When you've had your fill of admiring weaponry from all centuries and from all around Morocco, climb the north tower for one of the best panoramic views of Fez's medina. You will not be sorry!
The Kairaouine Mosque is Morocco's second largest mosque and one of Africa's largest. It is one of the most emblematic structures of the medina of Fes el-Bali, with a triangular-shaped green roof and two medieval minarets (one of which is the oldest Islamic monument in Fez).
The original structure, built in 859 by a Tunisian refugee, has been extended multiple times and can presently accommodate up to 20,000 people in prayer. Fountains, courtyards, and a library that is one of the world's oldest are all part of the complex, which is solely open to students.
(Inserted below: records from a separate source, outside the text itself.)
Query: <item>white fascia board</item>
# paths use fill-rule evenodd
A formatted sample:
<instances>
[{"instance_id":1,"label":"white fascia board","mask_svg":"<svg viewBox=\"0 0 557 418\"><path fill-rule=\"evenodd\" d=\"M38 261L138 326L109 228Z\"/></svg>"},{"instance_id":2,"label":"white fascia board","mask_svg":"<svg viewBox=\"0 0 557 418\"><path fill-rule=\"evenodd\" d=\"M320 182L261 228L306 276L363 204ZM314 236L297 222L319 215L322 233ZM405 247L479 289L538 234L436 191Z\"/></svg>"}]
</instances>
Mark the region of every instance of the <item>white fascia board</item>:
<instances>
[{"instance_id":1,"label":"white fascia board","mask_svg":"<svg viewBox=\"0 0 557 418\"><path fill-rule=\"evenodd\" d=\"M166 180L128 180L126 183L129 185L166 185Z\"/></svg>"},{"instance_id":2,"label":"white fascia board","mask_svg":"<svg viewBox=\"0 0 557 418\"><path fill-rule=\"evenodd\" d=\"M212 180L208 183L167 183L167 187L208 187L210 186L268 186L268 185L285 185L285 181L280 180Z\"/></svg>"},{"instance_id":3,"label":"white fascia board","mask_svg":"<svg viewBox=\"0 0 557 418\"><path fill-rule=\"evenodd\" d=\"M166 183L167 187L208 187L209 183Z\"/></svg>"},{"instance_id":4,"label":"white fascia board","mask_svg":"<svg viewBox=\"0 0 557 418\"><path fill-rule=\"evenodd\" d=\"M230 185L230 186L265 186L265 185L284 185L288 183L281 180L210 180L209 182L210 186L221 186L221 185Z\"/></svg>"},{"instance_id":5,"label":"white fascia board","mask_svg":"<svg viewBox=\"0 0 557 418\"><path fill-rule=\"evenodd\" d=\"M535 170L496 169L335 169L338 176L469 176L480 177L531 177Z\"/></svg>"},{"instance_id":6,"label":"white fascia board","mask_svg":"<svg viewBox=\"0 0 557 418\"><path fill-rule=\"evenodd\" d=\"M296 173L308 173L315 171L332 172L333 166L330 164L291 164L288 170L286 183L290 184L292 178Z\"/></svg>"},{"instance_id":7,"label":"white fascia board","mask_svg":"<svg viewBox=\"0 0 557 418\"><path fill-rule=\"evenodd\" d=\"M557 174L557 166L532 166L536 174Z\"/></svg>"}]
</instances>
The Kairaouine Mosque is also unquestionably one of the world's oldest universities, second only to Egypt's Al-Azhar. Non-Muslims are not permitted to enter the mosque, however they can enjoy the courtyard from the Medersa el Attarin's roof or from the gates.
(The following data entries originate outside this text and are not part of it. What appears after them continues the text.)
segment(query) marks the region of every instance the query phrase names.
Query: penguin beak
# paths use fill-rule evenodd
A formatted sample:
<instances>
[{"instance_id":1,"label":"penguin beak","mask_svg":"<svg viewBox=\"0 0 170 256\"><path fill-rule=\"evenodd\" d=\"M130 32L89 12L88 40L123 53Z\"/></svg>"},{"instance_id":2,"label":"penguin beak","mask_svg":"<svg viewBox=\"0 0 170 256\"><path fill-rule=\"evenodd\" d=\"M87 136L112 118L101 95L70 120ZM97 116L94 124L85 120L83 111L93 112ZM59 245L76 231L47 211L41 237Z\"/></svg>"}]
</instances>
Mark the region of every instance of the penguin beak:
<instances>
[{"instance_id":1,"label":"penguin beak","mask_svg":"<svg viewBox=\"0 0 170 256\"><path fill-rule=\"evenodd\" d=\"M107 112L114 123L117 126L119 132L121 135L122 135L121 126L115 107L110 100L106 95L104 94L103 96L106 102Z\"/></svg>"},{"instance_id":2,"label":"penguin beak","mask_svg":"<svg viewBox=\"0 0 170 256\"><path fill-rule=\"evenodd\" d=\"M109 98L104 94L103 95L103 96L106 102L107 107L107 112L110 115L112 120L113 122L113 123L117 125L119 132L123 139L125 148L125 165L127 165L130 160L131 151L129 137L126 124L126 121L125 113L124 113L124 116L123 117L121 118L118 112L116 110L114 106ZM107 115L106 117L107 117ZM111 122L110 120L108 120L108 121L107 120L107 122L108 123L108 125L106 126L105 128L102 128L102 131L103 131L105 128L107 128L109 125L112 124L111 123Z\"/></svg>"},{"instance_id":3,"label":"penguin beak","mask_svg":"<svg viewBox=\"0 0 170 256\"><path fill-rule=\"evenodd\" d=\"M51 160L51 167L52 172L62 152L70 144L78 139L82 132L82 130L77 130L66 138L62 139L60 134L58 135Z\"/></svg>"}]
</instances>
The Nejjarine Museum of Wooden Arts and Crafts occupies three storeys of a renovated 18th century funduq (a former travelers' inn). Take your time to look at the beautiful examples of superb Moroccan woodwork, which include everything from expertly carved doors to handcrafted musical instruments.
Take a look at the fascinating collection of antique craftsmen's tools, wooden prayer beads, ancient Berber locks, and even traditional wedding furniture.
The wooden boards used by Koranic recitation students, as well as the rooftop cafe with a spectacular view of the medina, are highlights. Tours por Marruecos
The Jnan Sbil Garden is one of the only green spaces in Fez, between the medina of Fes el-Bali and the Jewish quarter, a real breath of fresh air in an often chaotic city. These lovely gardens, surrounded by the ancient medieval walls of Fez's medina, are the ideal spot for a short lunch on one of the seats.
Quiet fountains, fragrant roses, poplars, palm trees, and ponds can be found along the walks. The garden's centerpiece is an old waterwheel.